Before leaving the room, my dad turns and looks at me. At that exact moment I realized that the man I always dreamed to become is maybe a murderer but, to me, he will always be a father. So I manage to smile and tell him:

“We had a great time together huh? I will never forget the moments we spent together and I hope there will be many more to come. I love you and you are still my hero, the person who, in order to save my life, sacrificed his.”
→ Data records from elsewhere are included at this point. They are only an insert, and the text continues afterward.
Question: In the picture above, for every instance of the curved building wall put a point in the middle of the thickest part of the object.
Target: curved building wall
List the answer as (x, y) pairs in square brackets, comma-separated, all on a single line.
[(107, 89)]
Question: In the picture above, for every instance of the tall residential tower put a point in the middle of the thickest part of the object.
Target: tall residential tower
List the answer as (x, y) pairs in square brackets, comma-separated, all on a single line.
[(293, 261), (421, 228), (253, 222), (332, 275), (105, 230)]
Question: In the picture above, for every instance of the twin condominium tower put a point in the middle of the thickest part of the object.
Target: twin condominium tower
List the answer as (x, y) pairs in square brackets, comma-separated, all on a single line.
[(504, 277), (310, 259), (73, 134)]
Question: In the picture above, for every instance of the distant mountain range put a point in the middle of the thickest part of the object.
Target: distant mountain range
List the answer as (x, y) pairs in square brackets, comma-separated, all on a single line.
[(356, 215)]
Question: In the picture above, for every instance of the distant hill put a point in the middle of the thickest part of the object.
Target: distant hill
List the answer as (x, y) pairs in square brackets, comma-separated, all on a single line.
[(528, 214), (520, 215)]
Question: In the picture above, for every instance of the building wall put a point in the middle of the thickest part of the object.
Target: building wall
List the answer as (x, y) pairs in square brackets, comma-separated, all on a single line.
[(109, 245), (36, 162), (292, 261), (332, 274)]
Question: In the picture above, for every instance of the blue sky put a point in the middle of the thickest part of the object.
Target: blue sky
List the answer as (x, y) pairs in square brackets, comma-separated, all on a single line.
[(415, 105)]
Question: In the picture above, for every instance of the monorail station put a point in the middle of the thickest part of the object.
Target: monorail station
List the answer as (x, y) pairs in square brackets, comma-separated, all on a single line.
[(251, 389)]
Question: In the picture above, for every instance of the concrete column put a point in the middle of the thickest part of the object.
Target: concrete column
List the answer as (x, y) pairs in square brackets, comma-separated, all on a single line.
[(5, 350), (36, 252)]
-Thank you, was the only thing he manages to response between his sobs.

***

The jury is going to say its final verdict on July 5th, which is in two days. My dad sentence will be declared in front of our family and the family of the victim that we did not see yet. My mother and I both know my dad will go to jail for life, but we also know that it is what he wants and we respect that. Living without him will be hard, as the past two months were, but with weekly visits in jail I think we will be okay. However, I do not want the family of the man my dad killed to think that he is a savage murderer. I want them to know that my dad had no choice and that, if he had not done that horrible thing, I would not be alive right now. So, I take their address that my dad gave us a week before and go there. A lady opens the door and asks me what I want. I tell her that I do not know them but that I have a story regarding her husband that she might want to listen to. Curious, she lets me in, calls her son and they both sit on a couch in front of the one on which I am sitting and stare at me with sad eyes that make me shiver. But, thinking about my dad, I start telling the story, without mentioning that the murderer is my dad and that I am the child who was sick. They do not interrupt me at any moment and, when I finish talking, I look at them and say:

“This man is the same one who put flowers and money on the tomb of your husband or father every week. This man is my father and because of him I am still alive today. I am deeply sorry but I thought you needed to know this story. Goodbye.”

And I leave, without looking back.

***

We are all sitting in the court room, when the judge asks if anyone has anything to say before he gives his judgement. Surprisingly, the widow stands up, looks at us and at my father and says:

“Two months ago, when we heard that the murderer of my husband had been found, a sentiment of joy surrounded our family. Then, a wish of revenge took us over. My son wanted to kill him and so did I. But we decided that going to jail for life was a better revenge than death and we still think that. However, two days ago, a young man who is now sitting here came to see us. He told us a sad story about a poor man who killed our husband because it was the only way for him to save his own son. He also told us that the same man is the one who has left us money for the past 24 years on my husband tomb to help us get out of the misery in which we were. Finally, he said that this man was actually his father. I have no idea why he came to see us but what I know is that he looked just like my own son. The same age, same colour of hair and same colour of eyes. And it made me realize that, 24 years ago, when my husband was still alive, if my son had been diagnosed with cancer, we would have been in the very same position as they were and, my husband would have done anything, I say anything to save him. So, I am not saying I do not want that man to go to jail. No, I want him to pay for what he did. However, I want him to know that our family forgives him and that if my husband is up there watching us, he probably forgives him too.”

At that moment, I see my dad smile. I have never seen him so peaceful in my life. He might spend his life in jail but, at least, he will be in peace.